Eliot's essays were not widely accepted in New England until the 19th century. However, some contemporaries recognized his efforts to improve farming practices. Among those he inspired were Benjamin Franklin and John Adams. Both men felt that Eliot's essays were an important contribution to the development of the colonies. These essays supported colonial interests and imperial designs involving communication with the other colonies and Britain. Eliot also attempted trade with other countries, but was unsuccessful before his death on April 22, 1763. In 1765 the Stamp Act was invoked by the British, and communication between the colonies and Britain became impossible.

==Legacy==
Two years before his death, Eliot made his will.

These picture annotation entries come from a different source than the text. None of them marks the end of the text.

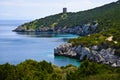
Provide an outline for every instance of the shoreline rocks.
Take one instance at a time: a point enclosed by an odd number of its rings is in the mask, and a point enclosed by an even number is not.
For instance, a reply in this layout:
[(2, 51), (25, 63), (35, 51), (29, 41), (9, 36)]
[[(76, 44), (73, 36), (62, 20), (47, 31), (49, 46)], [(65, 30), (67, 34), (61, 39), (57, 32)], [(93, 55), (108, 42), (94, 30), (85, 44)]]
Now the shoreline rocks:
[(55, 56), (67, 56), (71, 58), (84, 60), (85, 56), (94, 62), (120, 67), (120, 57), (115, 56), (115, 49), (100, 49), (98, 46), (82, 47), (81, 45), (73, 47), (71, 43), (61, 44), (54, 49)]
[(54, 28), (51, 27), (37, 27), (35, 29), (31, 29), (28, 26), (22, 25), (17, 27), (15, 32), (55, 32), (55, 33), (72, 33), (78, 35), (89, 35), (95, 33), (98, 23), (94, 24), (84, 24), (82, 26), (73, 26), (73, 27), (58, 27), (55, 26)]

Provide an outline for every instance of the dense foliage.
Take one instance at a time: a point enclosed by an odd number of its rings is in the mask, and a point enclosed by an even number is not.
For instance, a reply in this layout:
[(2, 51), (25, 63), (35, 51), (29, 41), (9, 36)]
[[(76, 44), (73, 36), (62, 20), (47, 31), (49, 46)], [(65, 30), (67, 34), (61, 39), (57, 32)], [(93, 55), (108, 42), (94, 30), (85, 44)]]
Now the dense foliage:
[(120, 1), (94, 9), (76, 13), (60, 13), (21, 25), (23, 29), (39, 29), (42, 27), (74, 27), (98, 21), (97, 31), (120, 25)]
[(86, 59), (76, 71), (67, 73), (67, 80), (120, 80), (120, 68)]
[(46, 61), (26, 60), (18, 65), (0, 65), (0, 80), (119, 80), (120, 68), (89, 62), (80, 67), (57, 67)]

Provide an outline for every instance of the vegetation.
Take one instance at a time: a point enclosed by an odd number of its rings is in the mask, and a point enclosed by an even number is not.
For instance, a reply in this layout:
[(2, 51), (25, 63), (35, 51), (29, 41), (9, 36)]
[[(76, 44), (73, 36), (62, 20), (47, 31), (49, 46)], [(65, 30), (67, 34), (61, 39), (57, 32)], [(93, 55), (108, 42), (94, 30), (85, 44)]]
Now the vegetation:
[(36, 19), (32, 22), (25, 23), (20, 27), (23, 29), (39, 29), (42, 27), (74, 27), (98, 21), (99, 27), (97, 31), (106, 30), (110, 27), (118, 27), (120, 25), (120, 1), (113, 2), (94, 9), (80, 11), (76, 13), (59, 13), (47, 16), (45, 18)]
[(0, 65), (0, 80), (119, 80), (120, 68), (89, 62), (80, 67), (57, 67), (46, 61), (26, 60), (18, 65)]

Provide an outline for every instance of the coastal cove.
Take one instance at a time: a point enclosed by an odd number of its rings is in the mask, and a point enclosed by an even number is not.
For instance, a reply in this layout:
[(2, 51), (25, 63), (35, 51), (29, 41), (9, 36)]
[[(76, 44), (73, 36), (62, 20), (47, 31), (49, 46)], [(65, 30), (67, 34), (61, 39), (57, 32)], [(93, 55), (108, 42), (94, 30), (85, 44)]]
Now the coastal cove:
[(68, 57), (55, 57), (54, 48), (66, 43), (69, 38), (76, 38), (75, 34), (57, 34), (48, 32), (12, 32), (17, 26), (28, 22), (20, 20), (4, 20), (0, 22), (0, 64), (19, 64), (26, 59), (37, 61), (46, 60), (58, 66), (80, 62)]

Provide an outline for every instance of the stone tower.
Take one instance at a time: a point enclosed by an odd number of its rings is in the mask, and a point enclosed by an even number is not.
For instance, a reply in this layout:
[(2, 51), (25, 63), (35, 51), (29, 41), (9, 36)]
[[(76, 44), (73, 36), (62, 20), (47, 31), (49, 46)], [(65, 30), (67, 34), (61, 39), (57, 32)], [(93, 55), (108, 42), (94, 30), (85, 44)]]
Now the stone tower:
[(67, 13), (67, 8), (63, 8), (63, 13)]

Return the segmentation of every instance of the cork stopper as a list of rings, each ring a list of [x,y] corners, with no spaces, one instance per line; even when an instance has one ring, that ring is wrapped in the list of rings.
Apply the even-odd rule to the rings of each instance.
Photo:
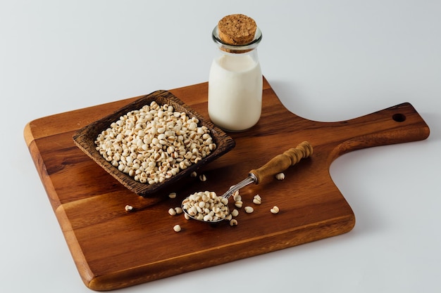
[[[243,14],[225,16],[218,23],[220,39],[230,45],[246,45],[254,39],[257,26],[252,18]]]

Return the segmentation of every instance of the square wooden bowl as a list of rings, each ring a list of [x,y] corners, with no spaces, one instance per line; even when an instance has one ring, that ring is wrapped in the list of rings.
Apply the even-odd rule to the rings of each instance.
[[[150,105],[154,100],[159,105],[164,104],[170,105],[174,108],[175,111],[185,112],[190,118],[196,117],[199,121],[198,126],[205,126],[209,129],[213,142],[216,144],[216,148],[205,158],[196,164],[192,164],[184,170],[180,170],[176,175],[166,179],[161,183],[149,184],[148,183],[142,183],[136,181],[128,174],[119,171],[118,167],[112,166],[111,163],[107,162],[97,150],[95,141],[102,131],[109,128],[111,124],[118,121],[120,117],[126,115],[130,111],[139,110],[146,105]],[[116,178],[121,184],[130,190],[143,197],[156,193],[159,190],[173,184],[173,183],[183,177],[189,176],[191,172],[225,154],[235,145],[234,140],[220,129],[213,124],[211,121],[204,119],[170,92],[163,90],[156,91],[144,96],[115,112],[83,127],[73,135],[73,141],[80,149],[109,174]]]

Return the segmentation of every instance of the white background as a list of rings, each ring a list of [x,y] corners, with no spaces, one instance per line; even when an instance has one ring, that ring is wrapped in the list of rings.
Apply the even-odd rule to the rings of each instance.
[[[331,166],[352,231],[121,292],[435,292],[441,275],[441,1],[0,0],[0,292],[87,292],[23,136],[35,119],[204,82],[225,15],[256,20],[263,74],[320,121],[409,102],[423,141]],[[75,188],[73,186],[73,188]]]

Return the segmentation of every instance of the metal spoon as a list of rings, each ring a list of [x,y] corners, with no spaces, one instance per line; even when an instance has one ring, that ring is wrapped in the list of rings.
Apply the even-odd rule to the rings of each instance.
[[[248,177],[232,186],[230,189],[222,195],[221,197],[228,199],[232,194],[240,188],[247,186],[251,183],[259,184],[262,181],[269,179],[274,175],[280,173],[290,167],[294,165],[300,159],[306,158],[312,155],[313,149],[312,146],[307,141],[299,144],[294,148],[290,148],[285,151],[282,154],[278,155],[271,159],[269,162],[265,164],[257,169],[252,169],[249,171]],[[187,209],[184,207],[186,201],[190,200],[189,197],[185,198],[181,204],[182,211],[190,218],[197,221],[206,221],[209,223],[216,223],[223,221],[224,219],[218,219],[213,221],[204,221],[199,219],[197,219],[194,216],[190,215]],[[225,204],[228,214],[230,213],[228,210],[228,206]]]

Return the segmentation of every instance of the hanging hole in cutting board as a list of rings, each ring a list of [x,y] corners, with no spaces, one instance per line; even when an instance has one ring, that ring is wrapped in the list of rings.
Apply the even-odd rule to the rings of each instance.
[[[393,119],[397,122],[404,122],[404,120],[406,120],[406,115],[399,113],[394,114],[392,117],[392,119]]]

It stated, “I will and bequeath to the President and Fellows of Yale College, in New Haven, ten pounds of lawful money, the interest of which sum shall be applied to the use of the library, in buying books from time to time, according to their best skill”, this was the first Yale college library fund.

Eliot's house in Guilford, Connecticut, built in 1723, is listed on the National Register of Historic Places.